Sunday, November 23, 2008

Small High School Fad – Fading

We were told it could be the “Silver Bullet” to fix America’s lagging high school performance – moving to smaller high schools (around 400 or fewer students).

Since 2000, the Bill and Melinda Gates Foundation has been all over small high schools to the tune of an incredible $2 billion. With Gates support, over 2,600 small high schools were opened across the country.

Here in Kentucky, small schools have been pushed by the Kentucky Long Term Policy Research Center and the Prichard Committee for Academic Excellence.

Now, education historian and commentator Diane Ravitch writes that this education fad simply isn’t working out, and the Gates crowd admits it.

Ravitch reports that students in the fad high schools didn’t learn as much math as kids in traditional high schools. Test scores in reading and math came in lower for the boutique high schools. Also, supposed small school advantages in New York City turned out to be due to the fact that the small schools turned away students with learning disabilities and students who were still learning English.

In a remarkable bit of candor, Ravitch writes that while the Gates Foundation deserves credit for honest self-scrutiny of its small high schools program, that, “Most proponents of education reform defend their ideas against all critics, regardless of what evaluations show.”

I wonder – was Ravitch was thinking of Kentucky when she wrote that?

Ravitch’s bottom line – there are no silver bullets in education.
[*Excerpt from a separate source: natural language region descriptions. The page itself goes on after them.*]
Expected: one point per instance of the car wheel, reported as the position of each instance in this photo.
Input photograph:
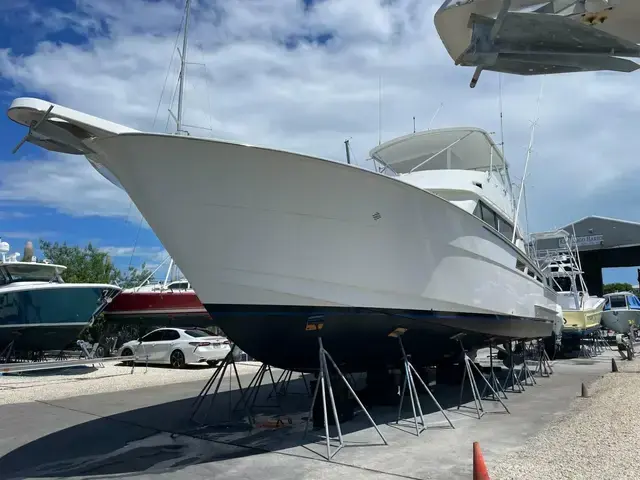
(127, 352)
(177, 359)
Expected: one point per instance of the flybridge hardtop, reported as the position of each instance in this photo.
(533, 37)
(30, 271)
(464, 148)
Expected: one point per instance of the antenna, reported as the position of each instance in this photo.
(526, 162)
(501, 119)
(379, 109)
(434, 116)
(183, 68)
(346, 148)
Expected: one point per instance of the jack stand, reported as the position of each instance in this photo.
(249, 395)
(493, 382)
(469, 367)
(605, 345)
(324, 383)
(511, 374)
(544, 362)
(525, 370)
(135, 357)
(409, 383)
(283, 382)
(217, 378)
(7, 351)
(585, 350)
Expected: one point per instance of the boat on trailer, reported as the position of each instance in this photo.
(171, 303)
(39, 311)
(582, 312)
(428, 243)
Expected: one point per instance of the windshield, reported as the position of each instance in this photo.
(197, 333)
(31, 272)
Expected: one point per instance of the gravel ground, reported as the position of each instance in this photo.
(597, 440)
(71, 382)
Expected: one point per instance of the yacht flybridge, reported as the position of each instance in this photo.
(429, 243)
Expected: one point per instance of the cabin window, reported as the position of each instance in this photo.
(618, 301)
(505, 228)
(489, 216)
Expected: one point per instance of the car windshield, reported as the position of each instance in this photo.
(197, 333)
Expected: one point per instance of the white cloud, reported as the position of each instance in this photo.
(311, 98)
(67, 183)
(154, 255)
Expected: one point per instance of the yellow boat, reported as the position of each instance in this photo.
(586, 320)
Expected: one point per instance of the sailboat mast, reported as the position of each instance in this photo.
(526, 165)
(183, 67)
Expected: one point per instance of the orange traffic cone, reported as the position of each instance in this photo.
(479, 468)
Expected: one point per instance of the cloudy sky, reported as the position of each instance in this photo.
(293, 74)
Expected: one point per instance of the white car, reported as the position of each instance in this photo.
(177, 347)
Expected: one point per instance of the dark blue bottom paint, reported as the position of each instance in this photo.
(357, 338)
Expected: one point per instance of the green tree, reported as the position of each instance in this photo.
(91, 265)
(617, 287)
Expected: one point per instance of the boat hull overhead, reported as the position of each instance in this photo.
(292, 238)
(531, 37)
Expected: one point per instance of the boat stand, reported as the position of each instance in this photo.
(249, 395)
(217, 378)
(469, 369)
(7, 352)
(603, 343)
(409, 383)
(544, 362)
(324, 384)
(283, 382)
(585, 350)
(525, 370)
(512, 377)
(493, 382)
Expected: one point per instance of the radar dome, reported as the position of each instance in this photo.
(28, 252)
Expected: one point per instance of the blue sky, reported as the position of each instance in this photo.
(292, 74)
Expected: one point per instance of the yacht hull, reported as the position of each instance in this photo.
(49, 317)
(289, 236)
(158, 309)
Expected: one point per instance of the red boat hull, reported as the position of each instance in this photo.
(163, 309)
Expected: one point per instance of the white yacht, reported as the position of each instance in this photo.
(427, 243)
(581, 311)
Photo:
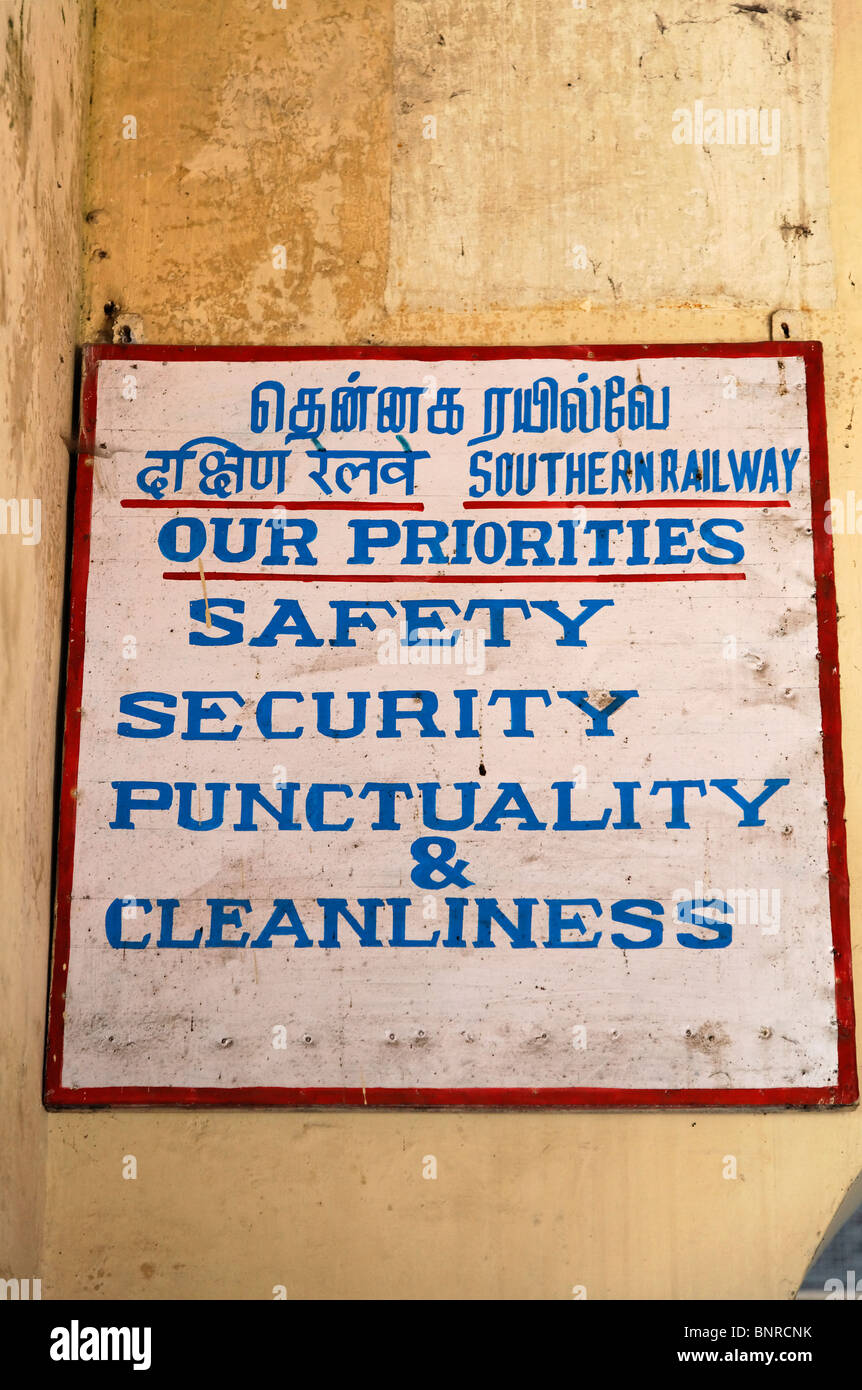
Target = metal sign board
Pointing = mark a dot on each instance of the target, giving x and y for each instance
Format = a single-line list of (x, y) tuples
[(452, 727)]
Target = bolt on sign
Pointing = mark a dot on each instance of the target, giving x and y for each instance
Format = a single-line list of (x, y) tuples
[(452, 727)]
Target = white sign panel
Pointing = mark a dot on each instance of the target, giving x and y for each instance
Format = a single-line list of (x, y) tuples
[(452, 727)]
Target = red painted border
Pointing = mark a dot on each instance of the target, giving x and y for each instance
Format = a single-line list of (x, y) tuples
[(844, 1093)]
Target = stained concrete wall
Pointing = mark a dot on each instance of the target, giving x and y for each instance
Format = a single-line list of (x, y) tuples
[(549, 205), (42, 109)]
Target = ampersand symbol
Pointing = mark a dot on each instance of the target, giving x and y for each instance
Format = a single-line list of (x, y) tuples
[(428, 865)]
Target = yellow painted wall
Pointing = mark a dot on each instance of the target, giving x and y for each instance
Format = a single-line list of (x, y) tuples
[(43, 61), (303, 127)]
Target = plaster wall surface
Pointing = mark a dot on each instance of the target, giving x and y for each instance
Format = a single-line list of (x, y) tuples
[(302, 128)]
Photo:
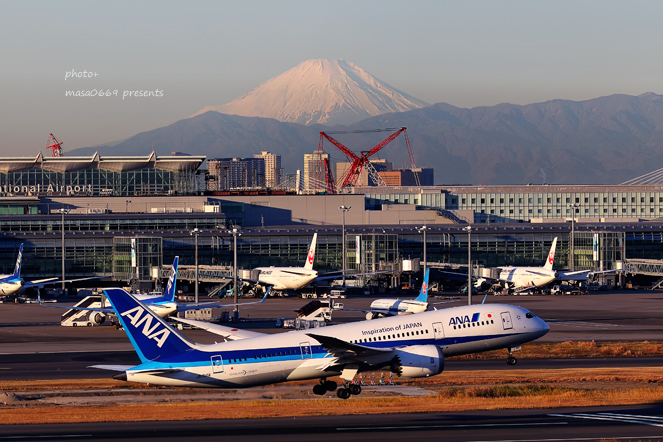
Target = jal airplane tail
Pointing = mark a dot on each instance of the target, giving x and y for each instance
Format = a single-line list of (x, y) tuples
[(17, 269), (551, 256), (308, 265), (423, 293), (169, 294), (152, 338)]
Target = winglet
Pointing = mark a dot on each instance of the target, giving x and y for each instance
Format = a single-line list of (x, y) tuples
[(152, 338), (169, 294), (17, 269), (551, 256), (308, 265), (423, 293)]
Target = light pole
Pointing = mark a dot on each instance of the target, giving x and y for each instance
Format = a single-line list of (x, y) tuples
[(195, 232), (63, 211), (468, 229), (573, 207), (343, 209), (423, 229), (235, 233)]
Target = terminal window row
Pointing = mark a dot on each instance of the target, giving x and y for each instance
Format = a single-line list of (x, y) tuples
[(558, 211), (559, 200)]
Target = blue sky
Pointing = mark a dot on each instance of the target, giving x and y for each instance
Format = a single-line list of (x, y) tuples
[(200, 53)]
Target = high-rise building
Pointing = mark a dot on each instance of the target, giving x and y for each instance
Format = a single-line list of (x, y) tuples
[(273, 170), (314, 172), (235, 173)]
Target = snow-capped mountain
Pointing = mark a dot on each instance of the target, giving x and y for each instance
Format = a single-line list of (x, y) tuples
[(320, 91)]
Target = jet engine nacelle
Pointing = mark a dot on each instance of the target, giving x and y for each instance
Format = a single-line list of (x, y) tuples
[(418, 361), (99, 318)]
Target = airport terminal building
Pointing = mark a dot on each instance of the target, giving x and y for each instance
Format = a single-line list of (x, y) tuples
[(106, 199)]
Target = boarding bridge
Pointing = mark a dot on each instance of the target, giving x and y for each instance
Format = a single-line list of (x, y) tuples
[(216, 274), (85, 318), (651, 267)]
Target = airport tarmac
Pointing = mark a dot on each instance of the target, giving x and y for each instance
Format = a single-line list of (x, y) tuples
[(619, 315)]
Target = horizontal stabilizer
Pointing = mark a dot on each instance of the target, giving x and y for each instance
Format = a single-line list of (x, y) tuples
[(230, 333)]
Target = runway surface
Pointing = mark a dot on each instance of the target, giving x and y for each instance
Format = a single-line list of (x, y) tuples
[(33, 345), (574, 424)]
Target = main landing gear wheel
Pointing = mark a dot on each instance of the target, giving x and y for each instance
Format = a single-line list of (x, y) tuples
[(324, 386)]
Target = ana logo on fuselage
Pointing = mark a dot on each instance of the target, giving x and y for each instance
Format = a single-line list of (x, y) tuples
[(459, 320), (135, 315)]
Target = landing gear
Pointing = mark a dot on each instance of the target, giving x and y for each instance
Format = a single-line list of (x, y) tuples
[(324, 386), (347, 390), (511, 360), (343, 392)]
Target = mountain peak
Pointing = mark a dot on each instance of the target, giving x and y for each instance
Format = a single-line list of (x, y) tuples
[(321, 91)]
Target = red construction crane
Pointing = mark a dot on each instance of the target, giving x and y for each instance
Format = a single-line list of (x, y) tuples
[(55, 146), (351, 176)]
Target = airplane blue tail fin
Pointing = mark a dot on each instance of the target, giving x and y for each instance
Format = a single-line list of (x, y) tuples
[(17, 269), (169, 294), (423, 293), (152, 338)]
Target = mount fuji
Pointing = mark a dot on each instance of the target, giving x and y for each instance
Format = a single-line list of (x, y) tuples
[(319, 91)]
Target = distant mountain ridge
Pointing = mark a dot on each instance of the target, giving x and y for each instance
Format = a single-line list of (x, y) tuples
[(605, 140), (326, 92)]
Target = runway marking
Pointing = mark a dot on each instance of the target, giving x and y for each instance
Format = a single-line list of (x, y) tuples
[(45, 436), (586, 324), (653, 421), (415, 427)]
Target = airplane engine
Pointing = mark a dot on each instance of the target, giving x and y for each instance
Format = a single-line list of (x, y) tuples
[(99, 318), (418, 361)]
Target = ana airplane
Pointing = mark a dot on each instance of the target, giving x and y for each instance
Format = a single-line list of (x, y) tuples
[(12, 284), (412, 346), (295, 278), (166, 304), (394, 307)]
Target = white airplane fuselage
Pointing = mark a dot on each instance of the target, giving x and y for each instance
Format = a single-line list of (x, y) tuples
[(388, 307), (286, 278), (417, 344), (524, 277), (9, 287)]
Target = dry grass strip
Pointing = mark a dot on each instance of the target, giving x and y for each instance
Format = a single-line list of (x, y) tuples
[(454, 391)]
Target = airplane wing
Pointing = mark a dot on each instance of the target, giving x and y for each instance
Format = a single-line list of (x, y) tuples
[(348, 275), (40, 283), (340, 348), (201, 305), (229, 333), (106, 310), (582, 275), (112, 367)]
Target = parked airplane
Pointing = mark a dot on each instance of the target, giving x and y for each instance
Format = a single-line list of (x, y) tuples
[(412, 346), (166, 304), (12, 284), (394, 307), (522, 278), (295, 278)]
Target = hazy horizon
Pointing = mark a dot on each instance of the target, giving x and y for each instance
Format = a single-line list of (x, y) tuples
[(205, 53)]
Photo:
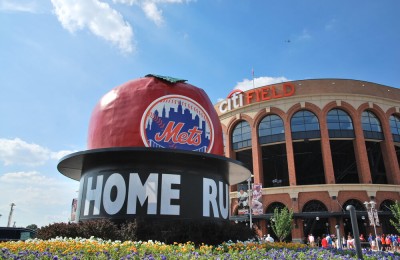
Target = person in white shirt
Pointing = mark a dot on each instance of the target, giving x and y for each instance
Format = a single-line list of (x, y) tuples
[(269, 239), (311, 240)]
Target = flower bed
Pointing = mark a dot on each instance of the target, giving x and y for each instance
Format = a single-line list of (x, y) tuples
[(68, 248)]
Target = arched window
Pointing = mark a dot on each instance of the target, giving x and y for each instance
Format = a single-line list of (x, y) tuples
[(305, 125), (271, 208), (386, 204), (271, 130), (394, 122), (241, 136), (371, 126), (314, 206), (358, 206), (339, 124)]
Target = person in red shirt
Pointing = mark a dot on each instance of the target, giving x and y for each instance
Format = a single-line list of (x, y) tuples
[(324, 242)]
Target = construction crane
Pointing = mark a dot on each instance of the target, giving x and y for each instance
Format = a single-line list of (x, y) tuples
[(10, 216)]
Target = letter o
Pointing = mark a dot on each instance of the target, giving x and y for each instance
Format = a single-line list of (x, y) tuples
[(113, 207)]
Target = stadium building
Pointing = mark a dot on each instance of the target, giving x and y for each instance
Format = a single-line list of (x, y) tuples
[(316, 146)]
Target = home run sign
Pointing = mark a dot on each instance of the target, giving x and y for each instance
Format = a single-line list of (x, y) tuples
[(154, 151)]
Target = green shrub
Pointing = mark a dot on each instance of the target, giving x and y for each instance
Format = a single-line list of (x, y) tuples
[(198, 232)]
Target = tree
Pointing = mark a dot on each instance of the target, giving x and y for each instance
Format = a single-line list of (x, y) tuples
[(32, 226), (395, 209), (282, 223)]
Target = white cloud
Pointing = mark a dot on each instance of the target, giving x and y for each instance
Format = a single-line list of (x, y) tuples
[(247, 84), (17, 151), (152, 12), (19, 6), (98, 17), (151, 7), (39, 199)]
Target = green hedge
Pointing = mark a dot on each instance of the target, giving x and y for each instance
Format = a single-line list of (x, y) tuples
[(165, 231)]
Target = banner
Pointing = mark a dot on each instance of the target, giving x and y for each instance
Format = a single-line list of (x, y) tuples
[(74, 206), (256, 200), (243, 199)]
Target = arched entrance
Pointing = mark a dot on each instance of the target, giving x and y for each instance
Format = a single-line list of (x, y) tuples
[(317, 226), (384, 219), (362, 218)]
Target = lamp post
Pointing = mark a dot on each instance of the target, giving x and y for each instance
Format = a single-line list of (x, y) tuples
[(250, 202), (373, 217), (356, 234)]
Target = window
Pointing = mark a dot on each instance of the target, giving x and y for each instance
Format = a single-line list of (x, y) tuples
[(371, 126), (339, 124), (271, 130), (305, 125), (241, 136), (394, 122)]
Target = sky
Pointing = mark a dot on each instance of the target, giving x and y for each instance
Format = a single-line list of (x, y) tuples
[(59, 57)]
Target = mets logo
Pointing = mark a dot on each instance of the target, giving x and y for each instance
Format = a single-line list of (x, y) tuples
[(177, 122)]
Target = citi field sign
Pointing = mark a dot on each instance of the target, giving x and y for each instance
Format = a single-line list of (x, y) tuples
[(155, 152), (238, 98)]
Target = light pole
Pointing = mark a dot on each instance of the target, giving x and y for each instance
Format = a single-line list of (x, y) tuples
[(250, 202), (373, 217)]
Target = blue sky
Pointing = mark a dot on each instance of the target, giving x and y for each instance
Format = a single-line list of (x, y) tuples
[(59, 57)]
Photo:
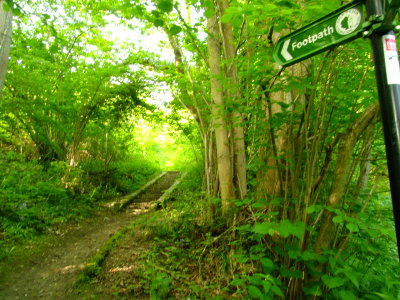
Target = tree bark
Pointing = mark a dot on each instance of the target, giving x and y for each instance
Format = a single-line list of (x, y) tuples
[(5, 41), (225, 171), (233, 92), (341, 174)]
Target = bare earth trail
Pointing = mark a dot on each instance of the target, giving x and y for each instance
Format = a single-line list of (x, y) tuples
[(51, 274)]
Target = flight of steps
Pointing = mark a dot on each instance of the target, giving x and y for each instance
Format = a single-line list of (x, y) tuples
[(144, 200)]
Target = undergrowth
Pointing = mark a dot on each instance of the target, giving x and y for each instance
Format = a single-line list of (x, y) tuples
[(197, 257), (37, 200)]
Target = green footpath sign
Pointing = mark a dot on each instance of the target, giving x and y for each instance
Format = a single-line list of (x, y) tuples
[(339, 27)]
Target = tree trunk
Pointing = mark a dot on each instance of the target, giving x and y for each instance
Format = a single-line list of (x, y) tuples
[(232, 91), (5, 41), (341, 174), (225, 171)]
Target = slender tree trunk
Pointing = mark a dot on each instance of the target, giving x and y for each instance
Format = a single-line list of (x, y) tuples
[(5, 41), (225, 171), (341, 174), (233, 92)]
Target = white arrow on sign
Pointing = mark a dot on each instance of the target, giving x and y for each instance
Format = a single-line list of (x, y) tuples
[(286, 55)]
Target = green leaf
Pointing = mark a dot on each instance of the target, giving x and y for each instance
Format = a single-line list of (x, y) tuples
[(332, 282), (384, 296), (277, 291), (267, 264), (313, 208), (263, 228), (208, 13), (347, 295), (353, 277), (337, 219), (165, 6), (174, 30), (254, 292), (352, 227), (158, 22)]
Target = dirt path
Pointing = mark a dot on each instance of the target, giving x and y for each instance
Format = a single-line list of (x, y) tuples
[(51, 274)]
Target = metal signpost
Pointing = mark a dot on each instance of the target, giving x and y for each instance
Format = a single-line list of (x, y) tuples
[(342, 26)]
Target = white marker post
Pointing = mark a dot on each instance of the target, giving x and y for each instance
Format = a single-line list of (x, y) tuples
[(388, 80)]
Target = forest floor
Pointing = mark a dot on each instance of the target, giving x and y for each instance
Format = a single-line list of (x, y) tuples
[(51, 271)]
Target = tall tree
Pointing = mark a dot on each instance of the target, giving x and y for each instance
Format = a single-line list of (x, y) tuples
[(5, 39)]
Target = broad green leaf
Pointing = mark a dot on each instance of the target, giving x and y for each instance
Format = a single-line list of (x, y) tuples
[(347, 295), (263, 228), (165, 6), (332, 282), (384, 296), (313, 208), (174, 30), (337, 219), (352, 227), (277, 291), (353, 277), (158, 22), (254, 292), (267, 264)]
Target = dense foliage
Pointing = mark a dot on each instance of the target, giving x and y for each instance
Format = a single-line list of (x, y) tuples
[(293, 201)]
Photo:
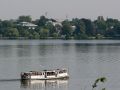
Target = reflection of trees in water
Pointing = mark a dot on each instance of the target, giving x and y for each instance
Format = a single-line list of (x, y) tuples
[(44, 84)]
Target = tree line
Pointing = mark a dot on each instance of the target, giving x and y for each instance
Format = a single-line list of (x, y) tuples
[(47, 28)]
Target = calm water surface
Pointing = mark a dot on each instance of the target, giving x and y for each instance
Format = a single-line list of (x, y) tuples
[(85, 59)]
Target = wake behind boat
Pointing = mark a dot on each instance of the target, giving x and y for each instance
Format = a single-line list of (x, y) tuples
[(45, 74)]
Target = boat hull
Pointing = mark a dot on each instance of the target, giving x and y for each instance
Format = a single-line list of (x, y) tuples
[(65, 77)]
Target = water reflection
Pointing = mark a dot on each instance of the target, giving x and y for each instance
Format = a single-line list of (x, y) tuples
[(44, 84)]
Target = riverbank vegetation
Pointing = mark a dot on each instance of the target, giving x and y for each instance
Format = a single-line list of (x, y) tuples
[(48, 28)]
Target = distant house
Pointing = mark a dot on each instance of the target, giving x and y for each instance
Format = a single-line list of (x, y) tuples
[(55, 22), (28, 24)]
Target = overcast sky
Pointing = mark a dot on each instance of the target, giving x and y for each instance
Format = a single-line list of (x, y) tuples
[(59, 9)]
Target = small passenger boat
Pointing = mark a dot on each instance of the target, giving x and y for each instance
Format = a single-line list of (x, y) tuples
[(45, 74)]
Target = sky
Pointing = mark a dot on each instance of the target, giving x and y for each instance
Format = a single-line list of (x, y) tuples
[(60, 9)]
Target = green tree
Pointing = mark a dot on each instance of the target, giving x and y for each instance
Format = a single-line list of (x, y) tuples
[(44, 33), (24, 19), (51, 29), (67, 29), (42, 21)]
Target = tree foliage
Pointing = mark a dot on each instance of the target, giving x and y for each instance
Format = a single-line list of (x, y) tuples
[(50, 28)]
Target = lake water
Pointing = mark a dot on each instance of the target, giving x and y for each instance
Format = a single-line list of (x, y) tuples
[(86, 60)]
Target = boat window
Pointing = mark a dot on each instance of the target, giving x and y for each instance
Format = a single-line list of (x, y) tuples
[(62, 71)]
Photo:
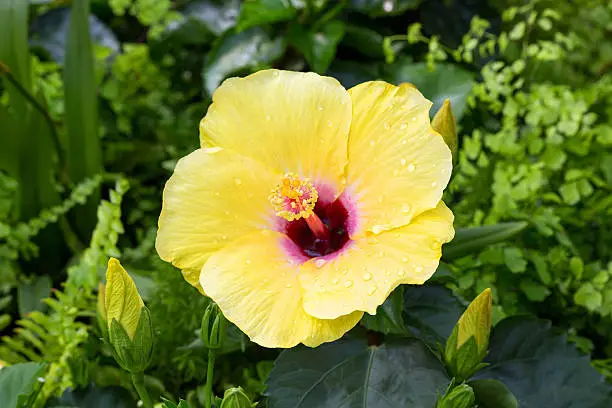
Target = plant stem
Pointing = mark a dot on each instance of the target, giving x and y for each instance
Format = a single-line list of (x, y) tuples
[(209, 375), (138, 380)]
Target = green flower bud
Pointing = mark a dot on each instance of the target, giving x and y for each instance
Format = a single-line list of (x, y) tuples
[(213, 330), (461, 396), (236, 398), (469, 340), (129, 323)]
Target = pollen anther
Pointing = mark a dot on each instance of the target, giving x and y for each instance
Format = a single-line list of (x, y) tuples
[(294, 198)]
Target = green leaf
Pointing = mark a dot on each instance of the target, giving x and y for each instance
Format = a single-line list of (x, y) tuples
[(247, 50), (350, 374), (388, 317), (381, 8), (18, 382), (470, 240), (50, 32), (541, 368), (262, 12), (446, 81), (493, 394), (31, 294), (82, 137), (318, 47), (94, 397)]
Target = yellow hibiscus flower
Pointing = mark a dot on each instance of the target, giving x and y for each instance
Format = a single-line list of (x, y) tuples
[(307, 203)]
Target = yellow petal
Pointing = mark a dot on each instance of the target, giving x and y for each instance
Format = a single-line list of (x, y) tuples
[(291, 121), (214, 196), (254, 282), (362, 277), (121, 299), (398, 165)]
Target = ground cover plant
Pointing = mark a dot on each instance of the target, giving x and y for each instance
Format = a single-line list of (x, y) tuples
[(101, 240)]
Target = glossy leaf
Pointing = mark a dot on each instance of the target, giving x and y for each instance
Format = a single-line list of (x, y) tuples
[(18, 382), (319, 46), (239, 52), (493, 394), (349, 374), (541, 368), (446, 81), (82, 128), (261, 12), (470, 240)]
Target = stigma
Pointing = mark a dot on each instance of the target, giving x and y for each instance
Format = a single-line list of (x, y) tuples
[(294, 198)]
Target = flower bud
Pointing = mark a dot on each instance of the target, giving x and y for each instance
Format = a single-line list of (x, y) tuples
[(213, 330), (236, 398), (461, 396), (129, 323), (469, 340)]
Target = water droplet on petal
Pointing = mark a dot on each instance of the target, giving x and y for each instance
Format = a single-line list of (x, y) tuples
[(319, 263)]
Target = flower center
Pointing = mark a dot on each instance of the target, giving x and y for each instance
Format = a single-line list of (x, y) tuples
[(318, 227)]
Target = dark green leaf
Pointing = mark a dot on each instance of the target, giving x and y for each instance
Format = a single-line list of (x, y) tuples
[(431, 312), (541, 368), (493, 394), (239, 52), (378, 8), (83, 141), (318, 47), (50, 31), (31, 294), (447, 81), (18, 382), (93, 397), (470, 240), (262, 12), (349, 374), (388, 317)]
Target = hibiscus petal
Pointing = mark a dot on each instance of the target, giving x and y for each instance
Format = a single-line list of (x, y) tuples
[(398, 165), (362, 276), (254, 282), (291, 121)]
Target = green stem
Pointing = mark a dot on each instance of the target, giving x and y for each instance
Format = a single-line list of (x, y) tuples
[(138, 380), (209, 375), (4, 69)]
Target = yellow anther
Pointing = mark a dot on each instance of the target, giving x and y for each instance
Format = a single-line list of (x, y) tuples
[(294, 198)]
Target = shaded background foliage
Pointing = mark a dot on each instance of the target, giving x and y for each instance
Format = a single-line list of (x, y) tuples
[(529, 82)]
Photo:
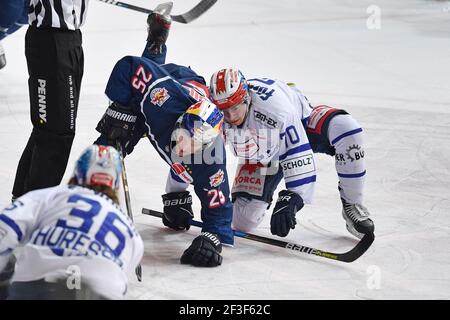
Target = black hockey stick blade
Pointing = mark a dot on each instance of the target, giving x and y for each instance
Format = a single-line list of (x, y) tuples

Clearly, we need to be wary of those who think there are.

3 comments:

Anonymous said...

But there IS a silver bullett to increase high school scores.

It's making sure that all children read at the earliest grade level.

All children that are not reading at grade level in first grade should be put in a second and third grade classes consecutively which focus intensive reading strategies for two years on the reading strategies that work for children with reading disabilities which works for 100% of all children.

What is happening in the elementary grades is a haphazard bounce between phonics and the whole word method with little consistency. Children with learning disabilities, mild to severe get lost because the original phonics method is not reinforced after first grade- if then.

By the time a child gets to fourth grade and cannot read; he has a 75% of dropping out of high school. Forget all this writing portfolio crap- what we are seeing in Kentucky is the result of education reform which puts writing before reading. That's why colleges are having to require so many remediation classes because when the students took them originally their reading ability was not high enough to comprehend.

Anonymous said...

RE: Anonymous November 24, 2008 8:19 AM

We've written before about the importance of proper reading instruction in the lower grades, so I can't disagree except to point out that properly teaching reading in the lower grades isn't an un-researched, fad silver bullet. Proper reading instruction that starts with good phonics instruction that then moves on to reading comprehension is an increasingly better documented situation that the fad-chasers simply refuse to acknowledge, just as Ravitch wrote.

Anonymous said...

I am sure you have written about it. But it so vital that I felt the need to emphasize it so when your daily readers at the department of education read the comments they might actually get a clue and spend money wisely for a change.